Can China Successfully Build Soft Power Without A Global Internet Strategy?

China’s efforts to build its “soft power” have been in the news over the last few months. So far none of the coverage of the media strategy for soft power has discussed what may be the fatal flaw in the government’s strategy-the media efforts are almost entirely focused on declining media like television, radio and print.

Not only has there been limited emphasis by the Chinese government on using the Internet to further soft power, but there are also major structural and cultural issues that make it extremely difficult for China to push its soft power agenda over the Internet. China has planned the soft power effort as a multi-decade effort, but the lack of effective products for the medium of future generations may doom the government’s efforts.

Can you really win hearts and minds when you are known as a country that blocks Facebook, Google, Youtube and Twitter, among the most popular Internet services globally?

First, some background. This Sinica Podcast-Dimensions of China’s Soft Power-and this story in the Washington Post by John Pomfret-From China’s mouth to Texans’ ears: Outreach includes small station in Galveston-are both excellent primers on the media aspects of China’s soft power push. And today Professor David Shambaugh, one of the top American scholars on China, has an Op-Ed in the International Herald Tribune-China Flexes Its Soft Power. He lays out many of the measures China has launched to further its soft power:

[The] State Council Information Office is coordinating China’s media and exchange organizations to “go out” (zou chuqu) and establish a foothold in the international media environment and think-tank world.

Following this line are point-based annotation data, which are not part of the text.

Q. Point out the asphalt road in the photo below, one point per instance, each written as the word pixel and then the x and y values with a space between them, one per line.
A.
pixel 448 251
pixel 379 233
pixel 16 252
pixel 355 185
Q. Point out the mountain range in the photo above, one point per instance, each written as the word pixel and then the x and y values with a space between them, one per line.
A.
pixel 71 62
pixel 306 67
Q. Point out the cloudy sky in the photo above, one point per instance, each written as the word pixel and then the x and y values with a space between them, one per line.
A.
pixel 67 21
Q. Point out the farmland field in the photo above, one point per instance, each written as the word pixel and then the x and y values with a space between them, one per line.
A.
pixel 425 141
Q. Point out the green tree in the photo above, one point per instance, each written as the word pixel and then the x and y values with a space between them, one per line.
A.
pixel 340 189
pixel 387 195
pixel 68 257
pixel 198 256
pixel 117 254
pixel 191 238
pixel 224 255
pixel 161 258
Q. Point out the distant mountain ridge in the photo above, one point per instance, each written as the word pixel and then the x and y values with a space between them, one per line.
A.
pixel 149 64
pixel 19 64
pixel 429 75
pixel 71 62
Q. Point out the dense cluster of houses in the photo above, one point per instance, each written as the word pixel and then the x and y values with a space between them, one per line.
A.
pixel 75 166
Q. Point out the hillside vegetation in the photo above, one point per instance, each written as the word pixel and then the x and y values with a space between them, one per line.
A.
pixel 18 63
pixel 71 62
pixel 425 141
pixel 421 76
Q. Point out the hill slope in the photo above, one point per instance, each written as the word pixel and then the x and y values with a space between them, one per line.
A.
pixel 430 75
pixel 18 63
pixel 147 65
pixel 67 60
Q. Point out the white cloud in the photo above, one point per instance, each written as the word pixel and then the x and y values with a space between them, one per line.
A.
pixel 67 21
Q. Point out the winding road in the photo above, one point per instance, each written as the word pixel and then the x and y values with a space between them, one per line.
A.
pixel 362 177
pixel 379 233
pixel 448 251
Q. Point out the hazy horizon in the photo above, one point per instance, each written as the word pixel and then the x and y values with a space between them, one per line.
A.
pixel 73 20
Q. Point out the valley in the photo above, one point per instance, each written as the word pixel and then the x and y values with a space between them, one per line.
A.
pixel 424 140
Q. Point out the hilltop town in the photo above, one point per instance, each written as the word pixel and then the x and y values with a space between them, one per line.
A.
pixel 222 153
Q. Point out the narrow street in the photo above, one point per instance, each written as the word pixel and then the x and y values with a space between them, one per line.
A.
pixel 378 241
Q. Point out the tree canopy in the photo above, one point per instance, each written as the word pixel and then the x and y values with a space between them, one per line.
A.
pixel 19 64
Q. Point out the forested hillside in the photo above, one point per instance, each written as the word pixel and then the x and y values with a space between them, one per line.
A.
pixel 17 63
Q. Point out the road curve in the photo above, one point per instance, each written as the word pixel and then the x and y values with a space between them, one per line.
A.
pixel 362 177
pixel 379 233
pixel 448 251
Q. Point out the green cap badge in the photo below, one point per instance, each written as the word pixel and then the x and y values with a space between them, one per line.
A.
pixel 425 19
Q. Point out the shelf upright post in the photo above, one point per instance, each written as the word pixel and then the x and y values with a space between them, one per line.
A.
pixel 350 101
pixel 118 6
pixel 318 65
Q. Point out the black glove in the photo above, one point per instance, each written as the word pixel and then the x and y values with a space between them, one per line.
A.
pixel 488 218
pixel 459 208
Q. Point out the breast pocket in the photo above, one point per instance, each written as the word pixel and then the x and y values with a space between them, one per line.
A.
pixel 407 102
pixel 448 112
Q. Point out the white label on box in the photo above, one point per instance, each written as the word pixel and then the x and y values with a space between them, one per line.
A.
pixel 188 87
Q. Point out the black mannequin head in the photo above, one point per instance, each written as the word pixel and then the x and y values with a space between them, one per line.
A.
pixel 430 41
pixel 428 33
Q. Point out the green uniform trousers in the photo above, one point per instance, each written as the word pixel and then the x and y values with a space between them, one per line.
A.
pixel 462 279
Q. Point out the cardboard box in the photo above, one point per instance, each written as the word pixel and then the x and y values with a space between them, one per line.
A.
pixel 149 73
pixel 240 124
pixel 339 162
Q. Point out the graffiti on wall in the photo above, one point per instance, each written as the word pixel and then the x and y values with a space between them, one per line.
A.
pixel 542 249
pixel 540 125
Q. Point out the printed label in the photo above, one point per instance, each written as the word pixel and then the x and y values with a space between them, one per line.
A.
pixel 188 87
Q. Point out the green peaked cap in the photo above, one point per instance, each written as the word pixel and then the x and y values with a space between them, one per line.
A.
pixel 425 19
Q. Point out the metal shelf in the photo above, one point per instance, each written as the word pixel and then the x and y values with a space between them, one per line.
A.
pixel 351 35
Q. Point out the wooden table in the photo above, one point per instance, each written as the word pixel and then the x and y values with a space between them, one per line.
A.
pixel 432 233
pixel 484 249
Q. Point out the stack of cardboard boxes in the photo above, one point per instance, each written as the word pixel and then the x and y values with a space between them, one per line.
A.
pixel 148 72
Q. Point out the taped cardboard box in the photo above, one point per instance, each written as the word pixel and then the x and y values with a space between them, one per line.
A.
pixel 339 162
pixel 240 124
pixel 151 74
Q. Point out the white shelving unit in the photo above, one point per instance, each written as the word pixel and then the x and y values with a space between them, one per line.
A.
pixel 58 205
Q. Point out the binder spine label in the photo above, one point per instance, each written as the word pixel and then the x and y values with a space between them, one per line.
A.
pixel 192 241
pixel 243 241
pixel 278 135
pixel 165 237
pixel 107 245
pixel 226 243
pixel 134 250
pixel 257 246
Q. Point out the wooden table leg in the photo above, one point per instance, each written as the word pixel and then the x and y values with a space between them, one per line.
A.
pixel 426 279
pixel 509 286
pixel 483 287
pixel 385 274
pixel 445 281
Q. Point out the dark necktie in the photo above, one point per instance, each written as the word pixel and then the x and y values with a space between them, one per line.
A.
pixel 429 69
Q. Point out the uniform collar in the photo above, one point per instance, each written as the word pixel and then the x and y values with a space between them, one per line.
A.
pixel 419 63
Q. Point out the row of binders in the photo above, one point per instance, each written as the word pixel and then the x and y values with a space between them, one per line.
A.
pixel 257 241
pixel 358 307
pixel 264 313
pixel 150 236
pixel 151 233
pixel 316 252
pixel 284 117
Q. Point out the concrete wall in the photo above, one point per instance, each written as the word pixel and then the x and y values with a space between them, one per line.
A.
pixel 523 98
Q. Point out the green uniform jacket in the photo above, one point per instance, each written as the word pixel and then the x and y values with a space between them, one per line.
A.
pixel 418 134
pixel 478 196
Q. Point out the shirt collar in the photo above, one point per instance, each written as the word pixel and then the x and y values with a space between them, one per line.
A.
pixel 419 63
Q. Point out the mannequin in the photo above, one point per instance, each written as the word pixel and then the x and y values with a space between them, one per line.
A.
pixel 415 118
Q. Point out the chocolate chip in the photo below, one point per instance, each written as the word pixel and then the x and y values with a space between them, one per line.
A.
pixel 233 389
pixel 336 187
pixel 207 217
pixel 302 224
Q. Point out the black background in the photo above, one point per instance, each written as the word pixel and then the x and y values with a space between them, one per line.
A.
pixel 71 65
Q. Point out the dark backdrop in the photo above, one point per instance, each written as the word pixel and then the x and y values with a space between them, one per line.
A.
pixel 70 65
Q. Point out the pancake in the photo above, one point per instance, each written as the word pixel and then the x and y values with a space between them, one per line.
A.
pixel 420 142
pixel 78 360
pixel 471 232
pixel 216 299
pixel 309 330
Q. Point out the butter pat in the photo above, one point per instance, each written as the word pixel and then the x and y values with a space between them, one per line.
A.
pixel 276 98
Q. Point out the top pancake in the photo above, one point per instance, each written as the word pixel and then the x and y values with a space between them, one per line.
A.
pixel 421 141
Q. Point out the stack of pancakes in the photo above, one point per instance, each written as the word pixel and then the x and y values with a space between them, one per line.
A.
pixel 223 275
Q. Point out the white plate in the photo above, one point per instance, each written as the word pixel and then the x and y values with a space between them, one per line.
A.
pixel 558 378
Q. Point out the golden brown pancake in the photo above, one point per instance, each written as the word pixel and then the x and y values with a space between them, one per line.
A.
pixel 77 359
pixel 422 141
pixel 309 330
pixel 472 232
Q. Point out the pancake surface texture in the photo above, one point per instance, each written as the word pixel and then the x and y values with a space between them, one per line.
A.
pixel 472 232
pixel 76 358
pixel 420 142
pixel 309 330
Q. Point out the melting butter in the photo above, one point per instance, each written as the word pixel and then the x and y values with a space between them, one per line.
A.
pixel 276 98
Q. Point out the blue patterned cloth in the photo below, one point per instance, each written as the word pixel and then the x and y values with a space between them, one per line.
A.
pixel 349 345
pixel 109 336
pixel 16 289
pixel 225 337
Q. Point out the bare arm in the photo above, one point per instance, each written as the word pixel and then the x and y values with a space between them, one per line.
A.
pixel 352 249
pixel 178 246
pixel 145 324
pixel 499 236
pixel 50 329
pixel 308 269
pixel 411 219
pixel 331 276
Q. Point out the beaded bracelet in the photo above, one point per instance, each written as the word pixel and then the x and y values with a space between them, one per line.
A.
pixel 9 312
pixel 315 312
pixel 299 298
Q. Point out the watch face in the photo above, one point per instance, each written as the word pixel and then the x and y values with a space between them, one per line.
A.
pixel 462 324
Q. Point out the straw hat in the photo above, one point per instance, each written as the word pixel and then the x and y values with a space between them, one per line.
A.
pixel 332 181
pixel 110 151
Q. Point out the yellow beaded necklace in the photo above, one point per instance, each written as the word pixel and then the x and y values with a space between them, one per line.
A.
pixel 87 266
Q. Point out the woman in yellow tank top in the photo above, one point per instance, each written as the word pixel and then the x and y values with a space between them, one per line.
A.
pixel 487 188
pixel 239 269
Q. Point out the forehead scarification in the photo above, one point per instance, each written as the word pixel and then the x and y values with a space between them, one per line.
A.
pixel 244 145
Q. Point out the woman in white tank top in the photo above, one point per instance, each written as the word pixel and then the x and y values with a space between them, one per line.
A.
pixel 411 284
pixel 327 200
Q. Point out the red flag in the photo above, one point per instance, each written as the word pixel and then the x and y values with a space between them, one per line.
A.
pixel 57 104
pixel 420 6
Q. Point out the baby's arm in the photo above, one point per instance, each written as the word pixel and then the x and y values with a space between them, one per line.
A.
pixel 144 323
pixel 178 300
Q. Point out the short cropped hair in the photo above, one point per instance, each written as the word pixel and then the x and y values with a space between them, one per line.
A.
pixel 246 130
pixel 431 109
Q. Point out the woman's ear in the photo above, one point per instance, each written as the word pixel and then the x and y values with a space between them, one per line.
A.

The Chinese government is investing a reported $8.7 billion in 2009-2010 in its “external publicity work” — primarily on the “Big Four”: China Central Television (CCTV), China Radio International (CRI), Xinhua News Agency and the China Daily newspaper — while media executives and opinion shapers from various countries are being brought to China for “familiarization” tours.

All four of these external media outlets have had major makeovers in recent months, all intended to give a less propagandistic face to the world. Foreigners now anchor news broadcasts; op-ed pages are becoming more serious; radio programs are more diversified; Web sites are more informative; and newspapers are publishing more investigative stories.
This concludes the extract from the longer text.